I really enjoyed teaching the dance class. Next time, I will use more of a ‘teachers voice’ in the gym to make sure everyone in class can hear me. I think dance will always be a fun unit to teach in PE. I look forward to teaching more fun classes in future. Can’t wait for our next class!
My practicum is at a private school, so they have specialist teachers that teach PE. Luckily, the PE teacher for my grade five class was happy to let me teach a class today. It was based on Teaching Games for Understanding (TGfU). We started with a tail chase game, which was played in pairs. Students tucked a scarf into their shorts and the aim of the game was to remove their opponent’s scarf without losing theirs. We discussed the tactics they used to be successful in the game. Students said that being successful in this game involved constantly moving, moving backwards and placing their body between the scarf and the opponent. Then we talked about applying these skills to a game of soccer. The next game we played was four goal soccer. I have included a video below. We started with one ball and ended with four balls in play. I stopped the game so we could discuss the tactics again and the students talked about the same skills we talked about earlier. We also noticed that some students were not playing fairly, so we talked about being principled in PE by not cheating. We have been talking about being principled throughout this week because it is the IB Learner Profile of the month. We played another game and did a quick debrief at the end of the class.

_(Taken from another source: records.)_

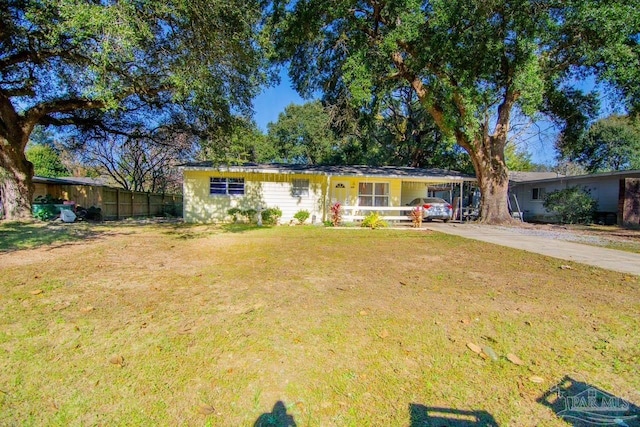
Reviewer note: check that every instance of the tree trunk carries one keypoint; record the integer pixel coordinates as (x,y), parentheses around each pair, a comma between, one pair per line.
(493,180)
(16,181)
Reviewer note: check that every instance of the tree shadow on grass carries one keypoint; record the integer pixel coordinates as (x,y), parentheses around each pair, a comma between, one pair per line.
(16,236)
(581,404)
(431,416)
(278,417)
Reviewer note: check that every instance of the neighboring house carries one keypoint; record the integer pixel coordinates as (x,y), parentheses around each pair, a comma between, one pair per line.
(210,191)
(115,203)
(617,194)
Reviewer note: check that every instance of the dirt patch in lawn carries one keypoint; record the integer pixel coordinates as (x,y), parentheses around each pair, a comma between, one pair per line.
(169,324)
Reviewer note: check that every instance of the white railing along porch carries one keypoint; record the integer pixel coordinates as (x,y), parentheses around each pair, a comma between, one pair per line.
(355,213)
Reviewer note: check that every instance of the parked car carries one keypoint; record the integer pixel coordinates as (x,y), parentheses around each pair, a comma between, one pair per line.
(433,208)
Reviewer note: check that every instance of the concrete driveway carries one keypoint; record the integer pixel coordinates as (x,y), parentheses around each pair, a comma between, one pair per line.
(610,259)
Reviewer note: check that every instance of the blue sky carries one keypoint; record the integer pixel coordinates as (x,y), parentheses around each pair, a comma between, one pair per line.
(272,101)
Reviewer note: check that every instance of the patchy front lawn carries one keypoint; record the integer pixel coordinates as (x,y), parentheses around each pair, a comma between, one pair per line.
(195,325)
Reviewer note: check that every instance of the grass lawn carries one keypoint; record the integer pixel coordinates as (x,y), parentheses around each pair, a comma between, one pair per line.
(168,324)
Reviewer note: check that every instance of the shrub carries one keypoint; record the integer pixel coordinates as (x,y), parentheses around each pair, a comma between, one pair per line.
(271,216)
(302,216)
(336,214)
(373,221)
(416,216)
(573,205)
(246,215)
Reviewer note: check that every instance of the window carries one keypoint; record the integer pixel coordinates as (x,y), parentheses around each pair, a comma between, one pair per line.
(226,186)
(373,194)
(537,193)
(300,187)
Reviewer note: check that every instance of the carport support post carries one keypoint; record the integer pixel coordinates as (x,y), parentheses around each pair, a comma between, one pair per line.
(117,204)
(460,199)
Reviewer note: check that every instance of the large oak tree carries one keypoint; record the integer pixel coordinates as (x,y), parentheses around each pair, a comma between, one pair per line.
(474,65)
(93,64)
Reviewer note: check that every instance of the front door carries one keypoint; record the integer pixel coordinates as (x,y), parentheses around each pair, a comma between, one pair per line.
(340,193)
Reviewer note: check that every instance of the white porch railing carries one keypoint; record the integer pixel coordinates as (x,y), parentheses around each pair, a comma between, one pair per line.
(355,213)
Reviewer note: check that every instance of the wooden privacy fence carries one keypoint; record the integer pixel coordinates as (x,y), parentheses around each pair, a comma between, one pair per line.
(115,203)
(119,204)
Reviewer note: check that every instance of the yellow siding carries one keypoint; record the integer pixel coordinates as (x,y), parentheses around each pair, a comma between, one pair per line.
(261,190)
(269,190)
(349,195)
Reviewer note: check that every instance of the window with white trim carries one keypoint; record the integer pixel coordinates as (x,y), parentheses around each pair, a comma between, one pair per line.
(373,194)
(300,187)
(537,193)
(226,186)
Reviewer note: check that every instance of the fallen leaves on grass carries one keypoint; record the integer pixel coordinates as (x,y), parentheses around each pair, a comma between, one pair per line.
(117,360)
(490,352)
(205,409)
(514,359)
(474,347)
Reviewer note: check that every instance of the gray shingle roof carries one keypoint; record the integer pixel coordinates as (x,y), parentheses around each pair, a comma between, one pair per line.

Overall, I think it went well. The games allowed for maximum participation and students were active throughout the lesson. Having a small number of players on each team and adding more balls to the soccer game made it almost impossible to be inactive. Additionally, the students grasped the strategies that were required to be successful in playing soccer. However, I would have liked to see more students participating in the discussions about tactics. They were easily distracted in the gym and it was difficult to get them to sit still. They just wanted to get up and play another game. The PE teacher suggested adding an incentive to the discussion by saying that we would play the next game when we figured out what tactics we learned in the previous game. This is something I will implement in my next lesson. If anyone else has any other ideas, please let me know!
Dance isn’t something that comes naturally to me. The only time I believe we’ve done dance in PE was during the month of December, in preparation for the Christmas Party where we would have a Ceilidh. Practicing involved having the boys line up on one side of the hall and the girls on the other, with each taking turns to select a partner. Possibly the most awkward thing ever when you’re in your pre-teens! So seeing dance in a different way was great fun. Everyone was moving and having a great time, and I felt like we’d achieved something by the end of the class. I thought the ladies did an excellent job leading, and I have to also give a shout out to Meghan for being such a ‘risk-taker’!
This week during practicum, we’ve been able to see how physical education is being implemented in the schools. Southpointe has 4 specialists who cover the K – 12 years. The first day when I walked into a PE class the students were sitting individually on their ipads reflecting on videos of their batting movements. I think it’s safe to say that physical education has definitely changed from when I went to school!
I’ve been able to watch my class transition through skill building drills to mini-games, before participating in full class batting/fielding games. They even played Chuck the Chicken! Not only that but they have also been connecting to their next Unit of Inquiry (body systems). How did their muscular system/central nervous system/respiratory system help them achieve that movement? How are they connected? Thus, the students already have some knowledge before they even get started! It’s great seeing everything that we’ve been discussing during our classes being implemented in the field.